IMF Calls on Emerging Markets to Bolster Economic Fundamentals

The International Monetary Fund said some developing countries need to take action to “improve fundamentals” as emerging-market stocks extended their worst start to a year since 2008.

“The turbulence also underscores the need for vigilance among central banks over liquidity conditions in international capital markets,” the IMF said in an e-mailed statement today.

Emerging-market stocks declined today as signs of a Chinese slowdown and worse-than-estimated Russian economic data bolstered concern the global recovery will falter.

The MSCI Emerging Markets Index retreated 0.2 percent to 934.50 at 12:34 p.m. in New York, bringing this year’s slide to 6.8 percent.

About $1.8 trillion has been erased from the value of equities worldwide this month after China’s manufacturing contracted, the Federal Reserve tapered monetary stimulus and political unrest in Ukraine escalated.

Russia’s economy grew at less than half the previous year’s pace in 2013, missing forecasts as investment declined, data today showed.

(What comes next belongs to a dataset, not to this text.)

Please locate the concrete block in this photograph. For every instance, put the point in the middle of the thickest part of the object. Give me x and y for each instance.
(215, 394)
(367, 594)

Treasury Secretary Jacob J. Lew said today the U.S. is following the situation “very closely.”

“We’re seeing very significant differentiation between the experience in different countries based on the policies that they’ve had in effect,” Lew said to reporters in Disputanta, Virginia.

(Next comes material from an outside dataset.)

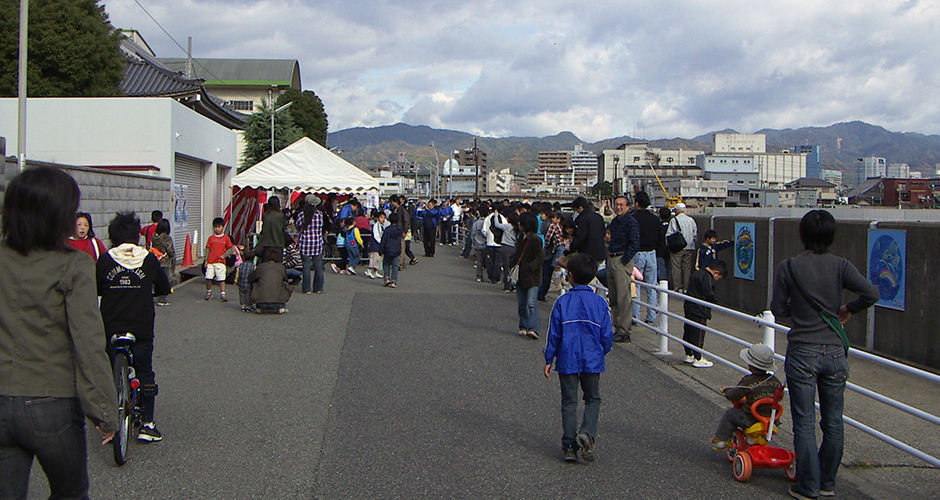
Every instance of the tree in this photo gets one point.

“We’re watching it, and in each of these countries they are managing to get through the situations that they are in.”

‘Coherent’ Policies

The volatility in emerging markets “highlights the need for coherent macroeconomic and financial policies, good communication, and, in some cases, the need for urgent policy action to improve fundamentals and policy credibility,” the Washington-based IMF said.

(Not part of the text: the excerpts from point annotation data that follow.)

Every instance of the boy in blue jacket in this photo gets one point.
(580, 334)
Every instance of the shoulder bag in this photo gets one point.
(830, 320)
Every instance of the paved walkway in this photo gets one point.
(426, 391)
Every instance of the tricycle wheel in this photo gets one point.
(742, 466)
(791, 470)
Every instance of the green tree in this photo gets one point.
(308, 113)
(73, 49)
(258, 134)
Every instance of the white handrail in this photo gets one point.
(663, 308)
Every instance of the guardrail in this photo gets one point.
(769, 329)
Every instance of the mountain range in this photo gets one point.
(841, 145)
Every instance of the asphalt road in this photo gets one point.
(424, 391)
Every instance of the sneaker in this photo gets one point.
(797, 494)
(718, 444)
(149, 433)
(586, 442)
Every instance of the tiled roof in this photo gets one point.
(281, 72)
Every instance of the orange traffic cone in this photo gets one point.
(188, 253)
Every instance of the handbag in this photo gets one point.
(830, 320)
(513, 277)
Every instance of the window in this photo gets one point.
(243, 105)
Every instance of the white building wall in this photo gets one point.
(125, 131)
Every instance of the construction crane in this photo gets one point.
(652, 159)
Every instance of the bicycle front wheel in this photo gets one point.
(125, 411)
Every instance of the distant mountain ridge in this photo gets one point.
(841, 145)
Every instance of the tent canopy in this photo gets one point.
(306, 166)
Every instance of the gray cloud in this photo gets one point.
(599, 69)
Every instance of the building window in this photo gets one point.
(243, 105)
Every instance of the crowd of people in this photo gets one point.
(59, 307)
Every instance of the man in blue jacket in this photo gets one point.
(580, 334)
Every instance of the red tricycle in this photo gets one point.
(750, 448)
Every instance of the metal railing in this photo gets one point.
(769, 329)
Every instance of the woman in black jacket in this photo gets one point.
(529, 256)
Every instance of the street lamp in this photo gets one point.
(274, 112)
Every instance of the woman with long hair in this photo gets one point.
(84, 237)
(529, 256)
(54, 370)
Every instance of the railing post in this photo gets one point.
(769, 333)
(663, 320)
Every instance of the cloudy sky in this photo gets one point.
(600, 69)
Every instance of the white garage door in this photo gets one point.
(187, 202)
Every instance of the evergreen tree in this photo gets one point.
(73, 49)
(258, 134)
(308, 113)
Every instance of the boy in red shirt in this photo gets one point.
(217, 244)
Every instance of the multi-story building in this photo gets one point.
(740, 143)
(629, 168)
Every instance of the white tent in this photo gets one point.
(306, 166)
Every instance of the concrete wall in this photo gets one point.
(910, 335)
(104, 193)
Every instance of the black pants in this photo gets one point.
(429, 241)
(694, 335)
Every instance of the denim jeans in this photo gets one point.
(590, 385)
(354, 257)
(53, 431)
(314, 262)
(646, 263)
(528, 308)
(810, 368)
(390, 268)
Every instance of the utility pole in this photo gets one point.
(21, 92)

“Several emerging countries have responded forcefully in recent days,” and many countries have “solid fundamentals with high reserves, fiscal space and inflation under control.”

While it is difficult to pinpoint “a single trigger” for the emerging markets selloff, “the turbulence underscores the challenging situation that many countries face as a result of tighter external financing conditions, slower growth, and softer commodity prices,” the IMF said.

India central bank Governor Raghuram Rajan yesterday warned of a breakdown in global policy coordination after the Fed cut stimulus, weakening emerging-market currencies from the rupee to the Turkish lira.

“International monetary cooperation has broken down,” Rajan, 50, said in an interview in Mumbai with Bloomberg TV India, noting how emerging markets helped pull the global economy out of crisis starting in late 2008.

“Industrial countries have to play a part in restoring that, and they can’t at this point wash their hands off and say we’ll do what we need to and you do the adjustment.”

Rajan raised interest rates this week along with central bankers from Turkey to South Africa as the Fed pressed on with a reduction in monthly bond purchases put in place to speed a recovery from the worst recession since the Great Depression.